The Collegiate Way: Residential Colleges & the Renewal of University Life  ‹collegiateway.org›

Search: 

Higher Education News from the Collegiate Way

These news items about residential colleges, collegiate houses, and the renewal of university life are posted for readers of the Collegiate Way website. For more about residential colleges and collegiate universities please visit the main Collegiate Way page.

Join or Die

— Please excuse the promotion of yet another opportunity for teaching with-out the curriculum—a favorite Collegiate Way theme—but when it comes to my countryman and cousin John Adams, I can’t resist.

The HBO cable television network will be broadcasting the first episode of its seven-part miniseries John Adams this coming Sunday.

It looks like it will be good, no?

I’d have a hard time imagining a better route to a rich and extended discussion of politics, government, character, ambition, tyranny, and freedom than a communal viewing of this series in a cohesive residential college environment. Put up some signs and bring everyone together in your TV room, college game room, or senior common room. Plan on spending the whole evening watching and talking. Or make lunch each day after the broadcast a special occasion to bring students and faculty together to discuss the previous night’s episode. Would that I could sit in on every one of those discussions.

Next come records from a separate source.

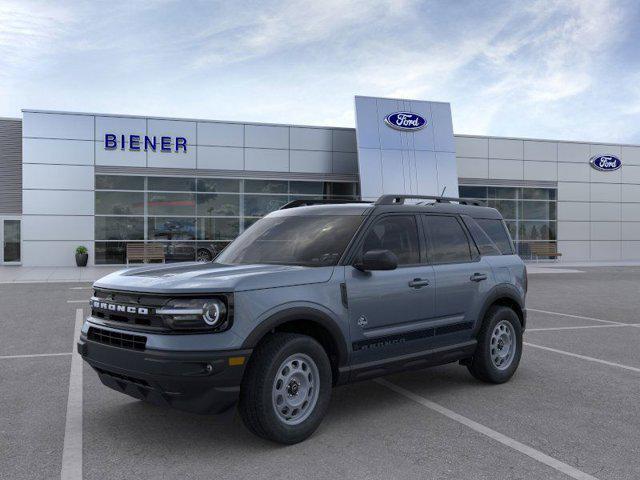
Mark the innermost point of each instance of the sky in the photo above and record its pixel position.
(541, 69)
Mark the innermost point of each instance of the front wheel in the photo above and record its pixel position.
(286, 390)
(499, 346)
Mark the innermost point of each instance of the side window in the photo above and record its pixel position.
(448, 241)
(397, 233)
(497, 232)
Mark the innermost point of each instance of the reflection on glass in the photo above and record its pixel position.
(119, 203)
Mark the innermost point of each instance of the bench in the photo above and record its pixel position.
(144, 253)
(547, 249)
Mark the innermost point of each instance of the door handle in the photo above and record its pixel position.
(478, 277)
(418, 283)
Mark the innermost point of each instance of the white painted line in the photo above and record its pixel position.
(575, 316)
(33, 355)
(581, 327)
(583, 357)
(497, 436)
(72, 449)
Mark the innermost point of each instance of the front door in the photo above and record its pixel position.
(10, 240)
(389, 309)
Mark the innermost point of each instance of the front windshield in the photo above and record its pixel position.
(312, 240)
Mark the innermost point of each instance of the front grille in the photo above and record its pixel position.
(117, 339)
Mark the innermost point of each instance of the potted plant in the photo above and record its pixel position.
(82, 255)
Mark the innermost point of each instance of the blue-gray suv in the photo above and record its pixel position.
(314, 295)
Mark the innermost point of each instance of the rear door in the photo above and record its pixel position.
(462, 277)
(390, 310)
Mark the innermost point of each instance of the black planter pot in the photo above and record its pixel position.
(81, 259)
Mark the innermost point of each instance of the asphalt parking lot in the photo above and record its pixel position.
(571, 411)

The US Postal Service is marking the broadcast with a special first-class cancellation during the month of March: “Let us dare to read, think, speak and write,” from one of Adams’s 1765 letters. It’s good enough to be a residential college motto.

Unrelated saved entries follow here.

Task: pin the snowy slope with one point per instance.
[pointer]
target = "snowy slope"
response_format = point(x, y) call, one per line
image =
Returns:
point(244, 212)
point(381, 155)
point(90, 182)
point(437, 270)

LibraryThing.com, another fine tool for teaching with-out the curriculum, has put a catalog of John Adams’s personal collection online with help from the Boston Public Library. John is a LibraryThing member, you know. Invite your students to read more about the personal libraries of famous people on the LibraryThing blog.

It may even not be too late to have the travelling exhibition of the real Adams library visit your campus. Grant applications are due April 4th.

A final collegiate note: John was a member of the Harvard College class of 1755, a class with 27 members. Did a lot of social cohesion develop among the members of the class of ’55? Somehow I bet it did. Does it take a big school to raise up big people? I don’t think so.